Parliament candidates and activists of the opposition Conservatives Party are being trained and indoctrinated by a far-right group fanning extremist ideologies.

"It beggars belief that the Conservative party should be so reliant for the training of some of its candidates and thousands of its young activists on an organization headed by people with such extremist views," Labour MP Jon Cruddas, who chairs a campaign against rightwing extremism in the election, told the Guardian Saturday, March 6.

At least 11 Tory candidates for the May general elections have partook in a recent training course run by the extremist rightwing Young Britons' Foundation.

The YBF is the main provider of training for young Conservative activists, according to sources close to the Tories.

"We have been described as a Conservative madrasah, so we bring the next generation out to the States and bring them back radicalized," YBF Co-founder and Chief Executive Donal Blaney said.

So far, the right-wing group has trained over 2,500 Conservative party activists.

Formed in 2003, the YBF has strong links with the American neo-conservative movement.
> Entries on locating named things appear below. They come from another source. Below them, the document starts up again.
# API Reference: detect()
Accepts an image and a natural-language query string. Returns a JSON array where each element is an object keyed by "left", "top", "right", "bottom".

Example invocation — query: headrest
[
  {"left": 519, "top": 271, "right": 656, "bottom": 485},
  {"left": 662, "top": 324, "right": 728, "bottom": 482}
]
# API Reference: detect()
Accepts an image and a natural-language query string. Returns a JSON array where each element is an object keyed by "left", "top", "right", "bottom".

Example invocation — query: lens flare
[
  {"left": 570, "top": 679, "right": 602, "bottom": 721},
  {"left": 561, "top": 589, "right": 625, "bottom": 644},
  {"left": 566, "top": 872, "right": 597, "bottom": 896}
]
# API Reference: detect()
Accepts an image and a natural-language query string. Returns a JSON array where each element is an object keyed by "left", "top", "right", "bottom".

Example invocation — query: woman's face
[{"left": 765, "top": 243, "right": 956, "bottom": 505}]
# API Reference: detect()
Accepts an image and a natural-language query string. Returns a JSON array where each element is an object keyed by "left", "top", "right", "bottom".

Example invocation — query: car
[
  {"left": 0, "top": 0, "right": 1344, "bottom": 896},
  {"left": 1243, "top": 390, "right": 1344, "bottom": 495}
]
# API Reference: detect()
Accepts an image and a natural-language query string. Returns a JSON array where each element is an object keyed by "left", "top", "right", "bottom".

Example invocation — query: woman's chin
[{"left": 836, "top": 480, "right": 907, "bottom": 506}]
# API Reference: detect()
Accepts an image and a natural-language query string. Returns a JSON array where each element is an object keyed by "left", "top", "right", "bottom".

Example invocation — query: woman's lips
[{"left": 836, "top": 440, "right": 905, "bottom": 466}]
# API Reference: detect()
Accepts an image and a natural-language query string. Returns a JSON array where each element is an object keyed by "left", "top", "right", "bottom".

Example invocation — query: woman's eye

It regularly sends activists to training trips to the US.

"We go into schools and we proselytize conservatism and we get hold of the best kids and train them up," Blaney said.

In 2008, Blaney took Tory activists to the Blue Ridge Arsenal in Virginia to train on using firearms.

According to his website, Blaney, who is responsible for training young politicians, believes that environmental protesters who trespass should be shot down.

He also supports waterboarding of prisoners and the adoption of America's liberal gun ownership laws.

To the shocking of the majority of Britons, Blaney also calls for scarping the national medical insurance system considering it a waste of money.

Embarrassing

The revelation has embarrassed the Tories, which are tipped to win the May general elections.

"It shows the conflict between the smiling, liberal face of (Conservative Party Leader David) Cameron and the real gut feeling that some Tories have," former deputy prime minister John Prescott told the Guardian.

"Cameron must disown the YBF now.

"This calls into question whether this organization reflects the true face of the Tory party."

When asked about their involvement with the right-wing group, Conservative Party officials tried to distance themselves from it.

"I am not endorsing them," said shadow defense secretary Liam Fox, who spoke at the annual YBF parliamentary rally at the House of Commons, which was chaired by Blaney.

"I was there explaining Conservative party policy on defense.

"I speak to lots of organizations; it doesn't mean I support them."

Conservative Party Chairman Eric Pickles also said he did not know about Blaney's extremist views.

Conservative Central Office also said it has no official links with the YBF and does not pay it for its services.

But it added that it strongly recommends activists to attend Blaney's courses.